Слышно было, как Уорлок или Хэзлтайн высоким голосом проповедника читает вслух стихи Лоуренса.
— Вы, конечно оба — католики? — спросила она.
— Джон Мильтон, — ответил я ей, — написал что-то о том, что католицизм есть одна из папских булл. Особливо вселенских. Понятно? Возможно, вы хотите кофе? с ликером? наверное, с мятным?
— Я уже сказала, что хочу именно этого. Никто больше не читает Мильтона. Он — vieux jeu.[288]
— Какое у вас ужасное французское произношение, — улыбнулся я. — И к тому же, ужасные манеры. И то, и другое, исправимо, знаете ли.
— Ладно, Кен, — сказал Том. — Оставь это. Не будем портить вечер.
— Это попы виноваты, правда? — сказала Эстелла, — они вас запугали до смерти, что с девочками иметь отношения есть грех и разврат, вот вы и выбрали другое.
— Что другое? — спросил я, все еще улыбаясь.
— Пожалуйста, Кен, — попросил Том. — Будет, Стелл, довольно.
— Или ничего, или другое. Томми самому следовало пойти в попы. И мы прекрасно видим, кто вы.
Я поглядел на Тома, который страшно покраснел.

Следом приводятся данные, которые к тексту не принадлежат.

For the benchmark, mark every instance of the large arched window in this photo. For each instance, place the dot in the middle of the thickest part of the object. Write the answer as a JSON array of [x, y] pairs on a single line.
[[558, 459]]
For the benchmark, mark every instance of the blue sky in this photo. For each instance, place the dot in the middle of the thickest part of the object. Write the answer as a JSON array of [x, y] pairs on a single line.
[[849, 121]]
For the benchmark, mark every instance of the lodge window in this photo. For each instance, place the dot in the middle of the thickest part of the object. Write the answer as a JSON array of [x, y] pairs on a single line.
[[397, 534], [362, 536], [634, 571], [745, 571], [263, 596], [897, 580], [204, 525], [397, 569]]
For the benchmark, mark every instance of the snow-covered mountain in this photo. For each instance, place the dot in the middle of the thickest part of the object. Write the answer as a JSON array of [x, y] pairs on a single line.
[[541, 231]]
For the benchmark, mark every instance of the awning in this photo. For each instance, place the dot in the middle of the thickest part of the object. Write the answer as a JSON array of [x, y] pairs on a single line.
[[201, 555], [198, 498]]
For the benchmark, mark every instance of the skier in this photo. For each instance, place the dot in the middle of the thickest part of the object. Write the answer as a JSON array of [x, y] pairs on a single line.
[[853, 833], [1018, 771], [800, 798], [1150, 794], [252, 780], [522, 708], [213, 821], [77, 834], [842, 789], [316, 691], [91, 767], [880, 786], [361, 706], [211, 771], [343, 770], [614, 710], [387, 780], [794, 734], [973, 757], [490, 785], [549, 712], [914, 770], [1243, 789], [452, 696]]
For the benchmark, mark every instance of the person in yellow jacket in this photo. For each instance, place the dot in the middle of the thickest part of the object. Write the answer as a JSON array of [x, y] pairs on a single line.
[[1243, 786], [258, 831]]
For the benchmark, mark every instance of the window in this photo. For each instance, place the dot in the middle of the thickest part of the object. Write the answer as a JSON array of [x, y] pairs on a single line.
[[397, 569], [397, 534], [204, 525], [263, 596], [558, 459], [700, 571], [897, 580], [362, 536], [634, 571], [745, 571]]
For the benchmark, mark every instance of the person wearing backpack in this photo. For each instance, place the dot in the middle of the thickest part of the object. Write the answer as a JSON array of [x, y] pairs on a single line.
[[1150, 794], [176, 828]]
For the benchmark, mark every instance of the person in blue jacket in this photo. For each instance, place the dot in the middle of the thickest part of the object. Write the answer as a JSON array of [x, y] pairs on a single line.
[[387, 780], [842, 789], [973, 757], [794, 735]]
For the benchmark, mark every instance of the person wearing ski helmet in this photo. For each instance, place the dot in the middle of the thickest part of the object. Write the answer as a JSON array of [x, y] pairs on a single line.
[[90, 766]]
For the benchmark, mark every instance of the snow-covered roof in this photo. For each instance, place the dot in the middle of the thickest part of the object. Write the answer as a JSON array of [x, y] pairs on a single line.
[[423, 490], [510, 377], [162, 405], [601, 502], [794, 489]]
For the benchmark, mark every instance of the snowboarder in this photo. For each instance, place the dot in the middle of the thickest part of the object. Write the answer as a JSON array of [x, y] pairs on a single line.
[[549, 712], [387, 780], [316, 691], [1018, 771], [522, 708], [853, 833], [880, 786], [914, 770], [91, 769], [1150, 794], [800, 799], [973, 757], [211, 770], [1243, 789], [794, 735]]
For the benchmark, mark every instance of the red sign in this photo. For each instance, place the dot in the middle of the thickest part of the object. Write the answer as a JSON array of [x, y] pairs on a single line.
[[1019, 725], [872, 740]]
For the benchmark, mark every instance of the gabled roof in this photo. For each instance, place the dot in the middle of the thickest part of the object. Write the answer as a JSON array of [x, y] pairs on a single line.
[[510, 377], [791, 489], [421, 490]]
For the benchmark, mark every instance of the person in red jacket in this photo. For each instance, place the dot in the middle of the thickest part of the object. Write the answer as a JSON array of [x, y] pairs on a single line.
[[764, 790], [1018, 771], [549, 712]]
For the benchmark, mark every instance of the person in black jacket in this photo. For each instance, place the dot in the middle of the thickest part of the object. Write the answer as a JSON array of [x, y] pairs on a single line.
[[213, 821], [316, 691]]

Мне подумалось, что вся наша семья есть сплошная сексуальная неразбериха.
— Доктор Фрейд, — ответил я Эстелле, — наверняка бы заинтересовался. И ваш дорогой волокита с ганглиями Олдос. Вам следует написать статью об этом. Новая теория гомосексуальности.
— Прошу тебя, Кен, — взмолился Том и начал кашлять. Он кашлял мучительно долго. — Чертов дым, — сказал он, задыхаясь, и выпил воды. — Давай попросим счет и уйдем.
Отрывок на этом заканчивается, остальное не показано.